Today, Alejuelita was put in last place on the Human Development Index, below even Talamanca and Los Chiles. This is upsetting because the people that live in this area do not deserve this label – people that work hard to get through each day, people that study hard and send their children to the local schools and colleges. This week, hundreds of children will be given their diploma for Sixth Grade, while others will receive their certificate of Secondary Education. These are just two of the success stories showing the fight that is taking place in this community and the effort that the residents are putting in to change the reality in which they live. It is for this reason that I do not share the, almost pejorative, ideas expressed by Mayor Víctor Hugo Chavarría in La Nación on Tuesday 11 December where he says:
“We are producing delinquents. The shanty towns are not the only ones that are going to suffer the consequences because they are not an island.” So does that mean that from now on only bad come of this place? The statistics show us a reality in percentage terms based on a defined period of time in a community, but this does not and never will, reflect the character of the people there. To say that Alajuelita produces delinquents merely shuts doors on and takes away opportunities from the thousands of young people and adults, that now cannot work nor study.
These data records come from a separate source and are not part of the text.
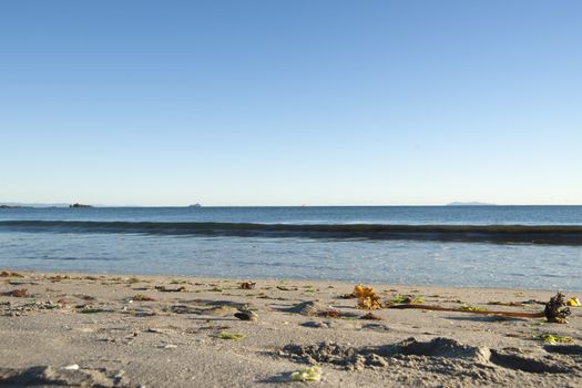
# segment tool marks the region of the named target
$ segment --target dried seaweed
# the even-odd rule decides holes
[[[255,288],[255,286],[256,286],[255,282],[243,282],[243,283],[241,283],[241,285],[238,287],[241,289],[253,289],[253,288]]]
[[[550,298],[550,302],[545,304],[543,314],[545,315],[548,321],[557,324],[566,324],[568,320],[565,320],[565,318],[568,318],[568,316],[572,314],[572,312],[566,305],[565,295],[562,293],[558,293],[555,294],[555,296],[552,296]]]
[[[166,288],[165,286],[155,286],[154,288],[161,293],[182,293],[186,290],[186,287],[184,286],[181,286],[177,288]]]
[[[219,339],[229,339],[229,340],[241,340],[244,339],[246,336],[244,334],[236,334],[236,333],[218,333],[213,336],[214,338]]]
[[[136,302],[155,302],[154,298],[145,296],[143,294],[135,294],[131,299]]]
[[[293,381],[319,381],[321,379],[321,368],[316,365],[310,368],[294,371],[290,378]]]
[[[388,305],[394,305],[397,303],[408,303],[408,304],[420,304],[423,303],[425,299],[421,296],[416,295],[397,295],[391,299],[388,299],[386,303]]]
[[[559,336],[557,334],[544,333],[534,338],[543,340],[545,344],[570,344],[573,343],[571,337]]]
[[[16,298],[23,298],[28,296],[28,289],[27,288],[17,288],[12,289],[8,293],[4,293],[6,296],[13,296]]]
[[[24,277],[24,275],[17,272],[2,270],[0,272],[0,277]]]
[[[380,297],[371,287],[364,287],[359,284],[354,287],[354,295],[358,298],[358,308],[375,310],[382,307]]]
Imagine completing a job application and having to fill in your address as “Alajuelita”, the place where the mayor himself said that the residents are all “delinquents”.
And not only this, but it also threatens the other neighbours saying that they are going to suffer the consequences… “Thank you Sir, we will be in touch”…
For some, it is easy to say that people don’t work or study simply because they don’t want to, but the reality is that even though in some cases this is true, for the majority of families in Alajuelita, they worry and do the most that they can so that this will not happen. After all, what kind of person with any common sense would want their children not to work or study? The solutions for these problems in the shanty towns are often found within the families themselves, in each boy and girl that goes to school and in each teenager that goes to college… How can you tell them that there are no opportunites for them when they live a couple of kilometres from the capital city and areas that do offer employment and opportunity? You cannot doubt that things such as the health service need to be improved and that vocational centres and youth mentors are in high demand. In a similar way, there needs to be more education for parents among other things, but these things shouldn’t define the future of a person.
In a couple of days, my friend Carlos who is only 20 years old, will start his job as an accountant at a private hospital. Similarly, Michael will be opening his workshop up due to popular demand where he is going to be giving taekwondo classes. Yesterday, he woke up late and all the children in the area of Los Pinos in the shanty town were worried that he wasn’t there. Michael, who is 24 and also grew up in Los Pinos, says he does it because the believes that learning a sport will give them a better chance of not being dragged into the vices that are so common in the shanty town. Doña Tina gets up extra early so that her daughter can go to college. She is proud that she is already in her fourth year. Don Mauricio buys leather so he can make shoes in his workshop. Mariela, Flor, Luis Felipe and Katerin have enrolled in a course at INA and “cannot arrive late or they will be chucked out”. Mary has a grocery and her son goes to college. Josué, Milton, Diana and Asdrubal are also in his class… Delinquents? Really? I’ll let you be the judge…
I wasn’t born in Alajuelita but I have worked there for the last 15 years and the words of the Mayor bother me a lot. They bother me because I have seen boys and girls grow up and get over the obstacles that face them. It’s not all positive however because I have also been to the funerals of good friends that did not manage to get out of the vicious cycle of drug addiction, but I also know former addicts that are now getting up every morning to go to work without the help of a substance. I know some beautiful people that even though they have had no easy “opportunities”, they have come out the other side. Today, I can say in total certainty that Alajuelita produces hard workers who are good people, even though they have to face terrible situations on a daily basis. They are the invisible heros that the facts and figures do not recognise.